The Denver Library: Building budget worthy bridges in the community utilizing print and eMedia
In the midst of 2011’s worldwide economic uncertainty, libraries were threatened and closed in the UK; while suggestions to do the same here in the United States spread speculation on the worth of our own treasured libraries. In a healthy functioning democracy, citizens must be informed; with that in mind, libraries are not a privilege, they are a necessity. It is extremely disheartening to find people of influence, who see the libraries’ existence solely as just another tax pitfall. We aren’t talking about paid entertainment luxuries such as Netflix, or Blockbuster — we’re talking about the option for free education for our citizens.
The misguided claim that libraries are a waste of tax payers money is interesting because (unlike the sinking major bookstores) the Denver Public Library shows that use is up, and still offering new employment opportunities, while also embracing the media digital age — thus increasing their patronage that much more, electronically. These are basic facts, but public libraries’ economic influence runs deeper than just the employment opportunities, free eMedia and entertainment, and the promise of education to those who are interested (an educated society is a prosperous one); they provide valuable marketing for authors (new worlds described in fresh voices) — and they’re doing it without charging marketing fees, or cutting into consumers’ wallets.
Even though libraries are becoming more and more tech savvy, the naysayers still foresee demise in the wake of technological advancements. While eReaders are becoming more popular, appealing to tech-heads everywhere, the majority of people are still turning to the tactile gratification of picking up a good book – but, ultimately, a bookie is a bookie. Somewhere between the bookworms and digital enthusiasts there must be a bridge that appeals to the common compulsion to simply read. Perhaps the link between writers and readers (page or digital) can be found within the proven method of literary promotion: word of mouth. And from ancient Egypt to present day, that word has been library.
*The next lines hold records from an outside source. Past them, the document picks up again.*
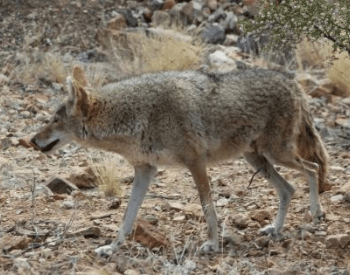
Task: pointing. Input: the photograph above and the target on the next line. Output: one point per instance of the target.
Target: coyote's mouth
(50, 146)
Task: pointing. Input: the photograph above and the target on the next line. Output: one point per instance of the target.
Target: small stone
(114, 204)
(89, 232)
(214, 34)
(336, 241)
(9, 242)
(84, 178)
(151, 219)
(345, 188)
(131, 272)
(60, 186)
(4, 79)
(222, 202)
(262, 241)
(177, 206)
(320, 234)
(168, 4)
(261, 215)
(149, 236)
(25, 142)
(337, 198)
(117, 23)
(57, 86)
(240, 221)
(211, 4)
(161, 18)
(68, 204)
(25, 114)
(194, 209)
(180, 218)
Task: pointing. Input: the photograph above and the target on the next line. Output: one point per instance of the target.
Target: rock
(240, 221)
(187, 12)
(345, 188)
(114, 204)
(262, 241)
(84, 178)
(60, 186)
(157, 4)
(161, 18)
(320, 91)
(117, 23)
(336, 241)
(9, 242)
(347, 197)
(261, 215)
(89, 232)
(78, 195)
(177, 206)
(168, 4)
(222, 202)
(230, 22)
(211, 4)
(159, 32)
(57, 86)
(25, 142)
(68, 204)
(231, 39)
(4, 79)
(149, 236)
(129, 17)
(151, 219)
(214, 34)
(193, 209)
(221, 62)
(230, 237)
(306, 81)
(337, 198)
(180, 218)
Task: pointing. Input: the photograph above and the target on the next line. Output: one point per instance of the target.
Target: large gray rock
(214, 34)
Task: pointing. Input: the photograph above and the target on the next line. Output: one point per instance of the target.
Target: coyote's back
(191, 118)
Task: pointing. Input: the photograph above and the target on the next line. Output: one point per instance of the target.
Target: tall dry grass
(321, 55)
(108, 179)
(143, 54)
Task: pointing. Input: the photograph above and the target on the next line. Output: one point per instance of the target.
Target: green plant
(289, 21)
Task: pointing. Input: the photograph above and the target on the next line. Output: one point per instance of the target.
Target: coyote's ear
(78, 97)
(80, 77)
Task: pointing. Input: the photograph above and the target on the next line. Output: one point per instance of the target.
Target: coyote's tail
(311, 148)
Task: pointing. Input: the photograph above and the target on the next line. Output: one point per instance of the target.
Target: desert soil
(46, 233)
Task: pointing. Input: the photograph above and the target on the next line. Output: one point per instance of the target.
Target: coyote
(194, 119)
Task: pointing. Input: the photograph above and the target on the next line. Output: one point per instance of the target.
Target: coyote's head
(68, 122)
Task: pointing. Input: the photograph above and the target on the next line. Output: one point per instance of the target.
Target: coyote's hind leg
(198, 171)
(143, 177)
(284, 190)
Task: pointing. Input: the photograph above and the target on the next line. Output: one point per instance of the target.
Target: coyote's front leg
(143, 177)
(198, 170)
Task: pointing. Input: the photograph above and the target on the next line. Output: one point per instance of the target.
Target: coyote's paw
(105, 251)
(209, 246)
(318, 216)
(270, 230)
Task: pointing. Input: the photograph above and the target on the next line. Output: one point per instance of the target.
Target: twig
(251, 180)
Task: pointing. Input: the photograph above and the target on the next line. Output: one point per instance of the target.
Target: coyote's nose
(35, 145)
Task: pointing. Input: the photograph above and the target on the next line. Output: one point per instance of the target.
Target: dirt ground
(43, 233)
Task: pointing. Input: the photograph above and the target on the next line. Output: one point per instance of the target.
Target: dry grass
(35, 66)
(108, 179)
(321, 55)
(338, 73)
(313, 54)
(142, 54)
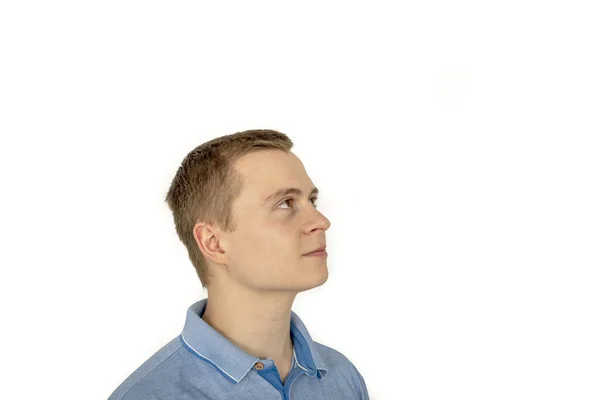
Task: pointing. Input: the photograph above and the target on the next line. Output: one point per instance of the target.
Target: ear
(208, 240)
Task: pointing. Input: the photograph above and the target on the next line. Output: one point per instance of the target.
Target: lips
(315, 250)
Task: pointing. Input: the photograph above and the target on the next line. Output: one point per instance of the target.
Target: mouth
(317, 252)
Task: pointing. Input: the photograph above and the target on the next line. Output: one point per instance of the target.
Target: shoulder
(341, 368)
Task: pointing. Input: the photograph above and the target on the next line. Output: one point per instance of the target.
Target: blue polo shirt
(200, 363)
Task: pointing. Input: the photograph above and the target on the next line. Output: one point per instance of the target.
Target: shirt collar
(234, 363)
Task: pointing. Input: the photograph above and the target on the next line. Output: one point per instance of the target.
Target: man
(246, 211)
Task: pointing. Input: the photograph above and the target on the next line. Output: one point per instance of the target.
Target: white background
(455, 145)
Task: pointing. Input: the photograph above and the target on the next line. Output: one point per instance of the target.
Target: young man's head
(235, 233)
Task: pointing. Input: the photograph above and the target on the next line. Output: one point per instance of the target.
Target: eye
(314, 199)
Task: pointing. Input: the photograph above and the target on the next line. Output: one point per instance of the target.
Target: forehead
(266, 171)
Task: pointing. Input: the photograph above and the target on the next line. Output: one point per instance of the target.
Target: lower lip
(317, 254)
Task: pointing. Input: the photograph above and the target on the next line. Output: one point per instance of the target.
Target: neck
(257, 323)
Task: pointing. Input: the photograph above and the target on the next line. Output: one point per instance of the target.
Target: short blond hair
(206, 185)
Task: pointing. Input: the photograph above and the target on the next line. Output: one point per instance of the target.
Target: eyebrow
(285, 191)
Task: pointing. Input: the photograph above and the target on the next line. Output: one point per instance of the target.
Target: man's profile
(245, 209)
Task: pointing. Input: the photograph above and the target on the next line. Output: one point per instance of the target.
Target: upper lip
(321, 248)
Meanwhile, the Denver Public Library continues to thrive by building and nurturing relationships with their community, found in classes, seminars, literacy programs, sales, and just plain old accessibility (by walking through their doors, or logging onto their site). Our libraries, the Denver Public Library, hold growth, wisdom, and economic stability in their hands; and they have worked hard to build the bridges. Now, with continued patronage and support, we the people can reinforce and secure their future, and in turn our own, through 2012 and well beyond.